John Pilger pays “tribute” to one of the more persuasive contributors to both militarism and commercialism of the 20th century:

Edward Bernays, the American nephew of Sigmund Freud, is said to have invented modern propaganda. During the first world war, he was one of a group of influential liberals who mounted a secret government campaign to persuade reluctant Americans to send an army to the bloodbath in Europe. In his book, Propaganda, published in 1928, Bernays wrote that the “intelligent manipulation of the organized habits and opinions of the masses was an important element in democratic society” and that the manipulators “constitute an invisible government which is the true ruling power in our country.” Instead of propaganda, he coined the euphemism “public relations.”

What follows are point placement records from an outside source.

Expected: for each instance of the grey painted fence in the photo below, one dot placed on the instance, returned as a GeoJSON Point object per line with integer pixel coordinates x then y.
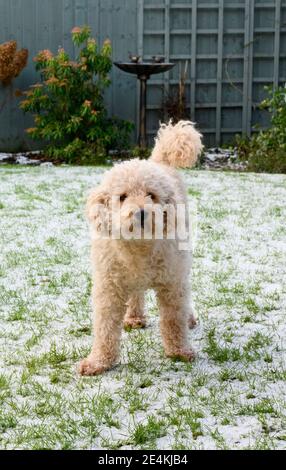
{"type": "Point", "coordinates": [233, 48]}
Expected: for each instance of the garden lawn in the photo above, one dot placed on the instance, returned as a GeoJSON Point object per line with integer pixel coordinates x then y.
{"type": "Point", "coordinates": [232, 397]}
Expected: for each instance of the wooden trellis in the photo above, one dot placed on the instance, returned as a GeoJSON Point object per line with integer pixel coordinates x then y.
{"type": "Point", "coordinates": [234, 49]}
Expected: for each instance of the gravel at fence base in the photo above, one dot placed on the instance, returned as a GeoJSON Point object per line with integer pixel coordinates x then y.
{"type": "Point", "coordinates": [213, 159]}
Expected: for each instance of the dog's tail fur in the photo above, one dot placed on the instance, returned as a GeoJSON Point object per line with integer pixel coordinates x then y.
{"type": "Point", "coordinates": [177, 145]}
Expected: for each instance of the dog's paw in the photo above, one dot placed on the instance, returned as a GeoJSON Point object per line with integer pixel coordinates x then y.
{"type": "Point", "coordinates": [185, 355]}
{"type": "Point", "coordinates": [89, 366]}
{"type": "Point", "coordinates": [134, 322]}
{"type": "Point", "coordinates": [192, 321]}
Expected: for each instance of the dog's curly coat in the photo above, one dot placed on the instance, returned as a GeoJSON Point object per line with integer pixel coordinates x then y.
{"type": "Point", "coordinates": [124, 269]}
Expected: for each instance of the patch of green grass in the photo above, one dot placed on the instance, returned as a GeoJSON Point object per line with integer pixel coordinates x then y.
{"type": "Point", "coordinates": [145, 435]}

The American tobacco industry hired Bernays to convince women they should smoke in public. By associating smoking with women’s liberation, he made cigarettes “torches of freedom.” In 1954, he conjured a communist menace in Guatemala as an excuse for overthrowing the democratically-elected government, whose social reforms were threatening the United Fruit company’s monopoly of the banana trade. He called it a “liberation.”

Bernays was no rabid right-winger. He was an elitist liberal who believed that “engineering public consent” was for the greater good. This was achieved by the creation of “false realities” which then became “news events.”

Propaganda definitely existed before Bernays, but he may have been the one who codified and systematized the “science”.